Yang Wenyuan, Jiang Chenyu, Shao Yaojian, Gu Shicheng, Hong Mingqi
Department of Gastroenterology, Taizhou Central Hospital (Taizhou University Hospital), Taizhou, Zhejiang, China.
Department of Geriatric, Taizhou Central Hospital (Taizhou University Hospital), Taizhou, Zhejiang, China.
Front Nutr. 2025 May 29;12:1594644. doi: 10.3389/fnut.2025.1594644. eCollection 2025.
Prior research has established a correlation between dietary micronutrient intake and the risk of developing constipation. However, the potential link between vitamin B intake and constipation has yet to be fully explored. This study sought to assess the association between chronic constipation and dietary vitamin B intake based on National Health and Nutrition Examination Survey (NHANES) data.
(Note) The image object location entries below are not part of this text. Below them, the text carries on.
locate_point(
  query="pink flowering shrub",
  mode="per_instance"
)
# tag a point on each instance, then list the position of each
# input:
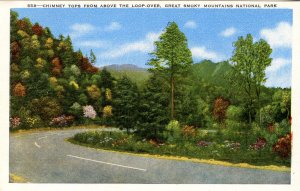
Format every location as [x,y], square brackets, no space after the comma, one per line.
[15,122]
[259,144]
[62,121]
[89,112]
This study employed NHANES data collected between 2005 and 2010, including a total of 13,885 participants 20 + years of age. Dietary intake of vitamins B1, B2, niacin, B6, folic acid, choline, and B12 was assessed using the first 24-h dietary recall interview. Constipation was defined based on the Bristol Stool Form Scale (BSFS). A weighted logistic regression model and restricted cubic spline (RCS) analysis were utilized to adjust for demographic and lifestyle-related variables and probe the relationship between B vitamin intake and constipation. Statistical significance was set at a two-tailed -value < 0.05. Confidence intervals (95% CIs) were calculated using weighted logistic regression.
The analysis revealed a nonlinear inverse correlation between dietary intake of all examined B vitamins and constipation risk. In particular, a significant reduction in constipation odds was observed in the highest intake quartiles of niacin (OR = 0.76, 95% CI: 0.59-0.99, p for trend = 0.003), folate (OR = 0.61, 95% CI: 0.48-0.79, p for trend < 0.001), and choline (OR = 0.77, 95% CI: 0.60-1.00, p for trend = 0.05) when using a model that was fully adjusted. Subgroup analyses further indicated that alcohol consumption significantly modified the relationship between folate (p for interaction = 0.003), vitamin B1 (p for interaction = 0.004), niacin (p for interaction = 0.04), choline (p for interaction = 0.02), and constipation.
Increased dietary intake of B vitamins may contribute to a reduced risk of constipation, particularly among specific population subgroups. These results offer additional support for the potential role of dietary modifications in promoting gut health.
先前的研究已证实饮食中微量营养素的摄入量与便秘风险之间存在关联。然而,维生素B摄入量与便秘之间的潜在联系尚未得到充分探究。本研究旨在基于美国国家健康与营养检查调查(NHANES)数据评估慢性便秘与饮食中维生素B摄入量之间的关联。
本研究采用了2005年至2010年期间收集的NHANES数据,共纳入13,885名年龄在20岁及以上的参与者。通过首次24小时饮食回顾访谈评估维生素B1、B2、烟酸、B6、叶酸、胆碱和B12的饮食摄入量。根据布里斯托大便分类法(BSFS)定义便秘。采用加权逻辑回归模型和受限立方样条(RCS)分析来调整人口统计学和生活方式相关变量,并探究B族维生素摄入量与便秘之间的关系。统计学显著性设定为双侧P值<0.05。使用加权逻辑回归计算置信区间(95%CI)。
分析显示,所有检测的B族维生素的饮食摄入量与便秘风险之间存在非线性负相关。具体而言,在烟酸(OR = 0.76,95%CI:0.59 - 0.99,趋势P值 = 0.003)、叶酸(OR = 0.61,95%CI:0.48 - 0.79,趋势P值<0.001)和胆碱(OR = 0.77,95%CI:0.60 - 1.00,趋势P值 = 0.05)的最高摄入量四分位数中,观察到便秘几率显著降低,该模型为完全调整模型。亚组分析进一步表明,饮酒显著改变了叶酸(交互作用P值 = 0.003)、维生素B1(交互作用P值 = 0.004)、烟酸(交互作用P值 = 0.04)、胆碱(交互作用P值 = 0.02)与便秘之间的关系。
增加饮食中B族维生素的摄入量可能有助于降低便秘风险,尤其是在特定人群亚组中。这些结果为饮食调整在促进肠道健康方面的潜在作用提供了额外支持。